Joy! Joy! one of the widow woman’s many sprats had caught a salmon at last!
Naturally she was enchanted at her good fortune, but—there is always a but. The bequest was in Ireland, the best country in the world to live out of, in her opinion, and she was obliged to agree to two stipulations before she could call Noone her own. In the first place, she must guarantee to reside on the premises, and, secondly, she must share her home with, and be “a mother” to, Brian Redmond’s orphan grand-niece—a relative to whom he bequeathed a legacy of two hundred pounds a year. If Mrs. Redmond objected to these clauses, she had the remedy in her own hands, and Noone passed on to another remote connection, one of the Redmonds of Ballyredmond—a childless, rich, old man. Mrs. Redmond hated the conditions of the will, but she was socially and financially bankrupt; better to exist in Ireland, than to starve in England; her health was bad, her energy abated, and after wearying the inmates of a cheap London boarding-house, with pompous boastings of “my place in Ireland,” “my shooting,” “my Irish property,” went over, and entered into her kingdom, with a curious mixture of satisfaction and disgust. She had now been residing on her own acres for three years, saving and scraping with extraordinary enjoyment, ignoring ancient debts, and discovering a fresh and novel interest in leasing the rabbit warrens, selling fruit, fowl and turf, keeping few servants, no equipages, and finding her excitements in small country gossip, feuds with the butcher, and startling domestic economies. There was also old Brian’s other legacy—Elizabeth, or Betty, Redmond, with her two hundred pounds a year, which her self-styled “Aunt” coolly appropriated for her board and lodging, having removed her from school when she was seventeen years of age, believing that she could find a more excellent use at home for Betty and her money—in which belief the astute old lady was subsequently most fully justified. But enough of the inmates of Noone. For all this time we are keeping Miss Dopping shivering on its hall door steps. At first she rang gently, but firmly. After a pause, firmly, but not gently. Finally, a wild passionate peal; and then the distant slamming of doors, and a heavy deliberate footfall came in answer to her summons.
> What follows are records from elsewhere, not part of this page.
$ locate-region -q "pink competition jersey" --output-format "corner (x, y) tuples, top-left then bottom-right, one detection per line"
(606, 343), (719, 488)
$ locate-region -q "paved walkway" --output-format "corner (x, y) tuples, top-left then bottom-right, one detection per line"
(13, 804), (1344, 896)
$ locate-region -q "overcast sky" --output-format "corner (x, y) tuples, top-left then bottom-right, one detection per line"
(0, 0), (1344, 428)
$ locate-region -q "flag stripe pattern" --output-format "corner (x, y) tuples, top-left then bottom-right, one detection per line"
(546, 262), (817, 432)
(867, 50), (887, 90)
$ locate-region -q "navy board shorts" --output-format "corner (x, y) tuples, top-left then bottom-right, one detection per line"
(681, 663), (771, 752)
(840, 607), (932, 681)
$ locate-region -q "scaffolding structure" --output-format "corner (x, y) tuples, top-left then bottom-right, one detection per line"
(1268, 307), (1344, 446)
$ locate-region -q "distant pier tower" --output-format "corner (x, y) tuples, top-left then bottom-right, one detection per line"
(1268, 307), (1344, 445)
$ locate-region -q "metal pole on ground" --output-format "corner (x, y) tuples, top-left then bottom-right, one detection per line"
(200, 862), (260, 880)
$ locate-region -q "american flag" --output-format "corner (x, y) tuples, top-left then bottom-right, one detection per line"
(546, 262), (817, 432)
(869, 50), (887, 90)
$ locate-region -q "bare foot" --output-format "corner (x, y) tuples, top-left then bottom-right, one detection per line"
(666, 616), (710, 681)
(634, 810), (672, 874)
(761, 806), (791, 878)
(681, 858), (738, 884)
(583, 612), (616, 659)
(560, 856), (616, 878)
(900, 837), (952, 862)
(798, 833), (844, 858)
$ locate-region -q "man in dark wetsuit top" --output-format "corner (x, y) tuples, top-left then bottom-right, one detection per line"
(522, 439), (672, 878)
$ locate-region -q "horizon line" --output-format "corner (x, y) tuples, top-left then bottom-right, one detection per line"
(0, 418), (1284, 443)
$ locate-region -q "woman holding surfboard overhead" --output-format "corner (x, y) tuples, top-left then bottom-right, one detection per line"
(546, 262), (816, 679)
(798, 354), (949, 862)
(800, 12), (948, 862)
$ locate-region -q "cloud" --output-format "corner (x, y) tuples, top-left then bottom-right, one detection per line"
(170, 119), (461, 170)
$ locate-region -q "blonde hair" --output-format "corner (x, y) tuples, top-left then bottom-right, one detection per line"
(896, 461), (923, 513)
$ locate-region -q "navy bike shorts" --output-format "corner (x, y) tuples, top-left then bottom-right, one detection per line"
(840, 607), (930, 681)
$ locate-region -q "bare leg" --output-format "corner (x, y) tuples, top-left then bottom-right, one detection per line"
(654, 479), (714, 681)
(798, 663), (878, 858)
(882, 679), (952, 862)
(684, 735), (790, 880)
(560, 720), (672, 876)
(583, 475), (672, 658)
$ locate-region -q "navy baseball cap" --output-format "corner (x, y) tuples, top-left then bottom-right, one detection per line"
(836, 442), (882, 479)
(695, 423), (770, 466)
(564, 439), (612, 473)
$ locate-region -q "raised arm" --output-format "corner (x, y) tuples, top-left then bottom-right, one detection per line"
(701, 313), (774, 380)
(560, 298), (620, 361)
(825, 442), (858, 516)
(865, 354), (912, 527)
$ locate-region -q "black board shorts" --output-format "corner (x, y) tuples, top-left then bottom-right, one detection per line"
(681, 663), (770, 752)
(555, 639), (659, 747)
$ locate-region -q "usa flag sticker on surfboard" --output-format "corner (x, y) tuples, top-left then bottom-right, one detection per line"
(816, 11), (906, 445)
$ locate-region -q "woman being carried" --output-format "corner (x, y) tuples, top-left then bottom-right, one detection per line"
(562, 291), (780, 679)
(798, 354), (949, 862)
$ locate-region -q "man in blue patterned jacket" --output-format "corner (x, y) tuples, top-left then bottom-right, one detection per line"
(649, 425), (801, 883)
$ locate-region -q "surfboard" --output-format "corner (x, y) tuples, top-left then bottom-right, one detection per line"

Miss Dopping was unmistakably put out, because there had been a delay in letting her in, and when the servant volunteered to part her and her umbrella, she was, to say the least of it, a little short in her manner. The old lady was presently ushered into a drawing-room, cold as a vault. From an adjoining apartment, the babble of female tongues and shrill laughter was distinctly audible; in a few minutes she was requested to “step into the study,” and here she discovered Mrs. and Miss Redmond, and Mrs. and Miss Finny, disposed in four arm-chairs, round a comfortable turf fire.